| name | python |
| description | Advanced Python development with architecture expertise and automated code quality enforcement. Use when developing Python applications, libraries, or scripts that require high code quality, type safety, best practices, and professional architecture patterns. Includes automated linting with Ruff, type checking with MyPy, security scanning with Bandit, and comprehensive testing. Apply for tasks involving Python code creation, refactoring, quality checks, project initialization, or implementing design patterns. |
Python Development Expert
Expert-level Python development skill with senior architect capabilities, automated code quality tools, and comprehensive best practices.
Core Capabilities
1. Code Quality Automation
Use bundled scripts to enforce code quality:
Run all quality checks:
uv run python scripts/check_quality.py [target_directory]
This runs:
- Ruff lint: Fast linting for code quality issues
- Ruff format: Code formatting checks
- MyPy: Static type checking
- Pytest: Test execution with coverage
- Bandit: Security vulnerability scanning
Auto-fix common issues:
uv run python scripts/autofix.py [target_directory]
Auto-fixes:
- Code formatting (line length, indentation, quotes)
- Import sorting
- Common linting issues (unused imports, etc.)
2. Project Initialization
Create new Python projects with best practices:
uv run python scripts/init_project.py <project-name> [path]
Creates:
- Modern project structure (
src/layout) - Configured
pyproject.tomlwith Ruff, MyPy, Pytest - Git ignore file
- Test structure
- README template
3. Code Quality Standards
See code_quality.md for detailed standards on:
- Linting and formatting configuration
- Type hints and annotations
- Modern Python patterns (match statements, walrus operator, etc.)

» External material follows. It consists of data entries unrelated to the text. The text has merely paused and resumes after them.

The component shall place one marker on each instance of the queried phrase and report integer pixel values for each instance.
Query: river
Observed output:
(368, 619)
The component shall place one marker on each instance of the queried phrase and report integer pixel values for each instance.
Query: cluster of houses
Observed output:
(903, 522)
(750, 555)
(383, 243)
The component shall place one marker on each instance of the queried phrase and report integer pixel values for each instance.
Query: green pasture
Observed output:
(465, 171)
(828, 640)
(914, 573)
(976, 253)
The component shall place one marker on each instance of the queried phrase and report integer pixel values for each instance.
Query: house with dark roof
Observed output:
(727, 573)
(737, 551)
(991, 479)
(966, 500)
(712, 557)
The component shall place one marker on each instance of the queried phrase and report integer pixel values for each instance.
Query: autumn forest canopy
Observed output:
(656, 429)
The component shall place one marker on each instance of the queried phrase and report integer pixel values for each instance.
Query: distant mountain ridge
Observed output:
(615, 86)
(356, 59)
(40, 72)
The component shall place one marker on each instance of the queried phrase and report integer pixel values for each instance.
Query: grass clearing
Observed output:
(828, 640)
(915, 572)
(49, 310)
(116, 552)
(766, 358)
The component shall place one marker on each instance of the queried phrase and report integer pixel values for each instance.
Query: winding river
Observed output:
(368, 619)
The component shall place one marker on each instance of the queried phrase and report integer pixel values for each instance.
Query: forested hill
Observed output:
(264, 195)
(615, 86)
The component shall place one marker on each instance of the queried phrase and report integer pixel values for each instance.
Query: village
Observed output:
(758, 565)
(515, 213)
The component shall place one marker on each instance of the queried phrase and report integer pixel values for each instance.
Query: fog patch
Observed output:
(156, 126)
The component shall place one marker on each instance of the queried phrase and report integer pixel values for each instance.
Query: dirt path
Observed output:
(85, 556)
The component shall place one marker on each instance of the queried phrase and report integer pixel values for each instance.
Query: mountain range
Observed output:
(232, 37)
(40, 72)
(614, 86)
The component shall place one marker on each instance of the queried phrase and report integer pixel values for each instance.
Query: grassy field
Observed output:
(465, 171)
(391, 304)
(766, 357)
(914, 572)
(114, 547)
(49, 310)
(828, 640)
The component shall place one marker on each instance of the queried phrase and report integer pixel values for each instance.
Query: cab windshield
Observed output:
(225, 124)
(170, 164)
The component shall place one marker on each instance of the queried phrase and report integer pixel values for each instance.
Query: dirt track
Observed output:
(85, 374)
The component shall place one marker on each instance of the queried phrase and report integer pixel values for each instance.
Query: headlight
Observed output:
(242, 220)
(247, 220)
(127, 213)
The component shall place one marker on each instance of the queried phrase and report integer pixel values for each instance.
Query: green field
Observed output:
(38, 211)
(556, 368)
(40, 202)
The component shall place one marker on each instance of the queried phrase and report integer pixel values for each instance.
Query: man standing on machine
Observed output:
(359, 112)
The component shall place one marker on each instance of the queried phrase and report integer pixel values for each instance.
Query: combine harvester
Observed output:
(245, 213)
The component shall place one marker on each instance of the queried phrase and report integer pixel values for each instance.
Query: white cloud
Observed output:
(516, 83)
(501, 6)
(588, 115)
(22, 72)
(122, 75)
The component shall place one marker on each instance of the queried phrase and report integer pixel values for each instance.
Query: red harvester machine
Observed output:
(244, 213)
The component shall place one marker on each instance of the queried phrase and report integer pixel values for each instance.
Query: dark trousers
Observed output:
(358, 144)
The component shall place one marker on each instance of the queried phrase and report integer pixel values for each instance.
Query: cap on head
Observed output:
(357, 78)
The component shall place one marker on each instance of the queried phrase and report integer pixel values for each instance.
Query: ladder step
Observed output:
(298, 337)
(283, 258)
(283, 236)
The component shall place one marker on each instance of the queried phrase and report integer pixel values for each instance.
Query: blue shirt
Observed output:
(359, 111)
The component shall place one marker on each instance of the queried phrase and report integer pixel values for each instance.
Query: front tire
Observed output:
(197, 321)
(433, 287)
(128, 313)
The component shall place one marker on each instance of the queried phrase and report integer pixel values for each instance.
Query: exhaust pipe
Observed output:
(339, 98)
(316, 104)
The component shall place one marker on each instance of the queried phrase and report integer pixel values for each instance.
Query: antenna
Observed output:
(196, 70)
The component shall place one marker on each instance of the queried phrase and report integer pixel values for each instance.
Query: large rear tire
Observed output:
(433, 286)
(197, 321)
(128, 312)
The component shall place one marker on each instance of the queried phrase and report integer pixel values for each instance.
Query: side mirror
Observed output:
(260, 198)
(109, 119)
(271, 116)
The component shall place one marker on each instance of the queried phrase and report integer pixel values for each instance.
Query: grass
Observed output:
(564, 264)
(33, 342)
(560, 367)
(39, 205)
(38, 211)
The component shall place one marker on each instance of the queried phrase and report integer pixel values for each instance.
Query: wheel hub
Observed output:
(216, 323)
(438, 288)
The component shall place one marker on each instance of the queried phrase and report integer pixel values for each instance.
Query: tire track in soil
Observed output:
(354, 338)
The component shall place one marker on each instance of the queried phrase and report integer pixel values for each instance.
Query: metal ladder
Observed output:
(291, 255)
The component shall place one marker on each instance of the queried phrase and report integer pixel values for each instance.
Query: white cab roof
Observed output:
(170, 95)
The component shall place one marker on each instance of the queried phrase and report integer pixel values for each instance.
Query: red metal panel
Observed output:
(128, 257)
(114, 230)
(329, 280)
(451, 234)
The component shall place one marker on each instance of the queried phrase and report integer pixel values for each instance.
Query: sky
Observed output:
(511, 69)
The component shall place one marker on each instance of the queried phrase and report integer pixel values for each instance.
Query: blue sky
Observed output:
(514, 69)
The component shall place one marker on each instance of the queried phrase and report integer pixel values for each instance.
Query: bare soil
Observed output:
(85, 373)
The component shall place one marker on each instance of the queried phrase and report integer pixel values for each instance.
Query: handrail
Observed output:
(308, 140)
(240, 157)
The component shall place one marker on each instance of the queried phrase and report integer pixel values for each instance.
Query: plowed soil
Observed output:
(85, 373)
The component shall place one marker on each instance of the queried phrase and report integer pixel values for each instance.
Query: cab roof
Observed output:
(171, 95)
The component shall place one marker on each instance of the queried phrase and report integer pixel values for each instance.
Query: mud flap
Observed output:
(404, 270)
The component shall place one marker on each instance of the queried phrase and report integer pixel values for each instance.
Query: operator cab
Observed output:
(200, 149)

- Error handling best practices
- Documentation with comprehensive docstrings
- Testing with pytest
- Dependencies management with uv
4. Architecture Patterns
See architecture_patterns.md for:
- Project organization (feature-based structure)
- Dependency injection with protocols
- Design patterns (Factory, Strategy, Repository, Unit of Work)
- API design with FastAPI
- Async patterns
- Error handling architecture
- Performance optimization
Development Workflow
When Writing New Code
- Use type hints everywhere:
def process_data(
items: Sequence[dict[str, Any]],
max_count: int = 100,
) -> list[ProcessedItem]:
...
- Follow modern Python idioms:
# Use match statements (3.10+)
match status:
case 200:
return response.json()
case 404:
raise NotFoundError()
case _:
raise APIError(status)
- Add comprehensive docstrings:
def calculate_metrics(data: pd.DataFrame) -> dict[str, float]:
"""Calculate statistical metrics from data.
Args:
data: Input DataFrame with numeric columns
Returns:
Dictionary mapping metric names to values
Raises:
ValueError: If data is empty
"""
Before Committing
- Run auto-fix:
uv run python scripts/autofix.py - Run quality checks:
uv run python scripts/check_quality.py - Ensure all checks pass before committing
Code Review Checklist
- ✅ All functions have type hints
- ✅ Docstrings follow Google style
- ✅ No lint warnings from Ruff
- ✅ MyPy type checking passes
- ✅ No security issues from Bandit
- ✅ Test coverage > 80%
- ✅ Code follows architecture patterns
Tool Configuration
All tools are configured via pyproject.toml:
Ruff: Line length 100, Python 3.12+, comprehensive rule set MyPy: Strict mode with no untyped definitions Pytest: Coverage reporting with missing lines Coverage: Excludes test files and common patterns
Common Patterns
Dependency Injection
from typing import Protocol
class Repository(Protocol):
def save(self, item: Item) -> None: ...
class Service:
def __init__(self, repo: Repository) -> None:
self.repo = repo
Configuration with Pydantic
from pydantic_settings import BaseSettings
class Settings(BaseSettings):
database_url: str
api_key: str
model_config = {"env_file": ".env"}
Error Handling
class DomainError(Exception):
"""Base for all domain errors."""
pass
class ValidationError(DomainError):
"""Invalid input data."""
pass
Async Operations
async def fetch_all(urls: list[str]) -> list[Response]:
async with aiohttp.ClientSession() as session:
tasks = [fetch_one(session, url) for url in urls]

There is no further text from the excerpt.